Hi all,

I’ve recently noticed that pytorch GRUCell is mathematically different from the tensorflow one.

In pytorch, the GRU cell is implemented like this:

```
r = sigmoid(W_{ir} x + b_{ir} + W_{hr} h + b_{hr})
z = sigmoid(W_{iz} x + b_{iz} + W_{hz} h + b_{hz})
n = tanh(W_{in} x + b_{in} + r * (W_{hn} h + b_{hn}))
h' = (1 - z) * n + z * h
```

In tensorflow, the GRU cell is implemented like this:

```
r = sigmoid(W_{ir} x + b_{ir} + W_{hr} h + b_{hr})
z = sigmoid(W_{iz} x + b_{iz} + W_{hz} h + b_{hz})
n = tanh(W_{in} x + b_{in} + W_{hn} (r * h) + b_{hn}))
h' = (1 - z) * n + z * h
```

A subtle difference appears in the computation of `n`

, where pytorch first applies a linear layer to the memory state `h`

and then multiplies by the gate `r`

, whereas TF does this two in the reversed order (and merges biases together, but this seems not important).

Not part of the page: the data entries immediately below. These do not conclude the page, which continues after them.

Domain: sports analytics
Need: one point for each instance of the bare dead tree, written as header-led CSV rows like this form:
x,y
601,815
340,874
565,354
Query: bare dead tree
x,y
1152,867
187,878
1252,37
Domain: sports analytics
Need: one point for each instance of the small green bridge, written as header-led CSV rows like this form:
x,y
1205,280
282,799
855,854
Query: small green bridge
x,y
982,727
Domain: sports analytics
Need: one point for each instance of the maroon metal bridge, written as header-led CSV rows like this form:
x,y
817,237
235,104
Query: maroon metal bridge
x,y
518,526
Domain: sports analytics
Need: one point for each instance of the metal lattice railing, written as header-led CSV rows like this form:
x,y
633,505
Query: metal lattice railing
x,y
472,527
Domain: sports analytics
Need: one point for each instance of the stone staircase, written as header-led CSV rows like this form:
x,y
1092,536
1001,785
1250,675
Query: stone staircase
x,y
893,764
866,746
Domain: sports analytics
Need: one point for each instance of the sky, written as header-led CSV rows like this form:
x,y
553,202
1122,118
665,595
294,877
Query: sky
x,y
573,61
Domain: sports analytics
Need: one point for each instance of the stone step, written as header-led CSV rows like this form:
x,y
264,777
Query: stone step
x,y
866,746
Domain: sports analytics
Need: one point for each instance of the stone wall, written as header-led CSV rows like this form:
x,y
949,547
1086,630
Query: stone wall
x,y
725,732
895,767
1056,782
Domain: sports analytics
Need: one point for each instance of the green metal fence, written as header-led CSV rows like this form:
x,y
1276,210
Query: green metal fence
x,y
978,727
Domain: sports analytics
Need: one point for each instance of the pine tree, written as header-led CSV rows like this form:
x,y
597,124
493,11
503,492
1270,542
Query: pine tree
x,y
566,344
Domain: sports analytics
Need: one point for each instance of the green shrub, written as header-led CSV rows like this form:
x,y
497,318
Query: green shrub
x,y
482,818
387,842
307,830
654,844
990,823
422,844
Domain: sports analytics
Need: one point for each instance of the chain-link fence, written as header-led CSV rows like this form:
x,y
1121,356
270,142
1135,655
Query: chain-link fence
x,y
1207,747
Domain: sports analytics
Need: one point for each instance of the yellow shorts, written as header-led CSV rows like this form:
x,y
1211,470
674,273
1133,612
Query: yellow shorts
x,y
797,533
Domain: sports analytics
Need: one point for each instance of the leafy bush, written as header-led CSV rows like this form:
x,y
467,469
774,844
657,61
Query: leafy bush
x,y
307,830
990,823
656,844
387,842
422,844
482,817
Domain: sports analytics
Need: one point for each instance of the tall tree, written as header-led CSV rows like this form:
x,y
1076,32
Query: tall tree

The original paper proposing GRU http://arxiv.org/abs/1406.1078 seems to match the tensorflow version. The CUDNN implementation seems do match the pytorch code.

In my case, it seems that the pytorch version converges slower and to worse results. Has anybody measured differences between these two variants?

Does anybody know why this discrepancy appeared in the first place?